The Times has covered those issues, albeit sporadically, in between bootless calls for even stricter gun control, but on Thursday the focus was on student activist David Hogg and company pushing a left-wing agenda by bus:

Six months and a day after a gunman massacred 17 of their classmates and staff, the students of Marjory Stoneman Douglas High School woke up Wednesday and began a new year.

For the past two months, a busload of them have traveled the country in pursuit of stricter gun laws, connecting with local activists, holding rallies, debating counterprotesters and, above all, registering voters....The New York Times spent three days on the road with the March for Our Lives activists to find out what changed.

The journey started August 1 in Greensboro, N.C., under an online headline that insisted: “It’s not about banning guns.” (Could have fooled us.)

With help from a civil rights museum, Astor encouraged readers to liken the kids on the bus to the brave civil rights movement:

Remember, said the museum’s chief executive, John L. Swaine, the movement that would desegregate lunch counters across the South started with just four people -- and they were your age....At the end, they saw a wall covered in a mosaic of civil rights activists’ faces. Here and there were blank spaces. “We left them open for you,” said their tour guide, Dillon Tyler.

....

The room was silent as he finished speaking. Then Sara Jado, 18, a member of March for Our Lives Greensboro, emerged from the crowd and hugged him. For more than 10 seconds, she did not let go.

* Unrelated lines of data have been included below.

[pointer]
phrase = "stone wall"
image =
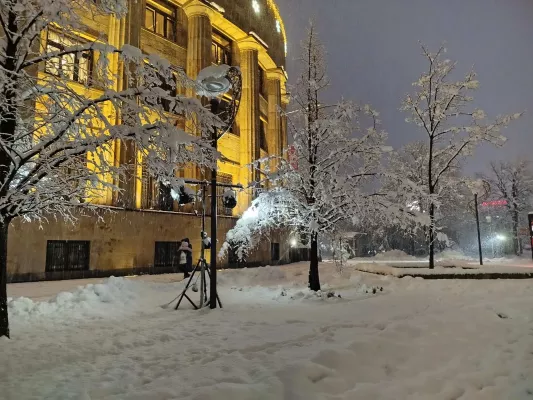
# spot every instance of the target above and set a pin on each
(120, 240)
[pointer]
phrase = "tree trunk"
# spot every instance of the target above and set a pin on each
(432, 236)
(314, 278)
(4, 320)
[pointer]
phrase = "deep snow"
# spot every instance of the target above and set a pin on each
(273, 340)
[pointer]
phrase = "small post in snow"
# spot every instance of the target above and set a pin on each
(478, 230)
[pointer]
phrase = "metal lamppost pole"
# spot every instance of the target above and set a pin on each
(478, 230)
(213, 267)
(530, 227)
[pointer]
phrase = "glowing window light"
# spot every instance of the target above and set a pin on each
(275, 10)
(256, 6)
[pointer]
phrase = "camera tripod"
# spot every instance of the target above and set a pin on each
(202, 268)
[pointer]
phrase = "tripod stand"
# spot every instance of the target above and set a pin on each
(202, 268)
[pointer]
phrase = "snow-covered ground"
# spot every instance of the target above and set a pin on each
(415, 339)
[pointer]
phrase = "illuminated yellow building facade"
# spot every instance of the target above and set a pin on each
(144, 224)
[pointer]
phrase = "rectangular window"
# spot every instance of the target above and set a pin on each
(263, 83)
(73, 66)
(161, 19)
(67, 255)
(227, 179)
(274, 251)
(149, 19)
(166, 202)
(166, 254)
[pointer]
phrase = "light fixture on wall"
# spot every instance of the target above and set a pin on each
(256, 6)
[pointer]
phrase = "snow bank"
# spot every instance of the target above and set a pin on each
(453, 255)
(444, 272)
(111, 296)
(262, 276)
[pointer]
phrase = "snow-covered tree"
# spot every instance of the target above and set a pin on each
(450, 197)
(442, 109)
(331, 177)
(64, 111)
(513, 182)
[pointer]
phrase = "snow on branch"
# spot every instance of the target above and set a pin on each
(64, 115)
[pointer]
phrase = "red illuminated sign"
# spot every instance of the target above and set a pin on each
(293, 157)
(495, 203)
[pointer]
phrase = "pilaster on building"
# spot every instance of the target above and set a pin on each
(147, 222)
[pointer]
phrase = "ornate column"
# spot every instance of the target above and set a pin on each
(126, 151)
(274, 135)
(248, 117)
(199, 37)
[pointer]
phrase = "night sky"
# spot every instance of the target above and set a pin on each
(374, 56)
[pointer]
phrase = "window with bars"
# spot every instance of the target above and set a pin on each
(166, 202)
(67, 255)
(166, 254)
(274, 251)
(263, 135)
(160, 18)
(73, 66)
(263, 83)
(227, 179)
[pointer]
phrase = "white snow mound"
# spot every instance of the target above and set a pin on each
(84, 300)
(394, 255)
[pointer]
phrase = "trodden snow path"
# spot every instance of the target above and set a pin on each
(415, 340)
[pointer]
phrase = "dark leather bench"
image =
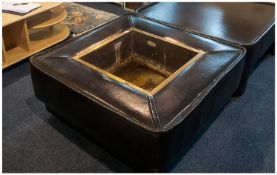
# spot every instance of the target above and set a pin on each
(250, 25)
(148, 126)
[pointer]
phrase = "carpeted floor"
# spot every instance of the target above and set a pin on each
(241, 139)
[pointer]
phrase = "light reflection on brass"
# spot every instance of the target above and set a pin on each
(138, 72)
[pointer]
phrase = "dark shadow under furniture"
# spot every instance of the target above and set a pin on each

As Ms. Jado retreated, Emma González, 18, stepped forward. Then another student. And another. They didn’t speak. They just opened their arms, and Mr. Tyler cried on their shoulders.

These are the bonds that linked everyone on this tour: trauma, and fear, and the knowledge that any of them could be next....

Astor stood up fiercely for the students in this purported news story:

Here lies the disconnect: the chasm between the policies March for Our Lives promotes and the policies many opponents think it promotes. The students don’t want to abolish gun ownership. Some of their families own guns.

There is also an irony to the objection that they “blame guns for everything.” They don’t. At every stop, they emphasize that gun violence can’t be addressed without addressing what fuels it: racism, poverty, substandard schools and mental health services. They speak daily about intersectionality, systems of oppression, the school-to-prison pipeline.

Skipping ahead to Day 3 in Charlottesville, Va., Astor reminded us that the "empowered" teens were in charge:

[Jaclyn Corin] and the rest of the students run the show. The handful of adults with them were there mainly to handle things that minors can’t, like booking hotel rooms.

“We entirely control everything we do,” Mr. Hogg said. “Anybody above 20 on the bus works for us.”

This is exhausting. It’s also empowering.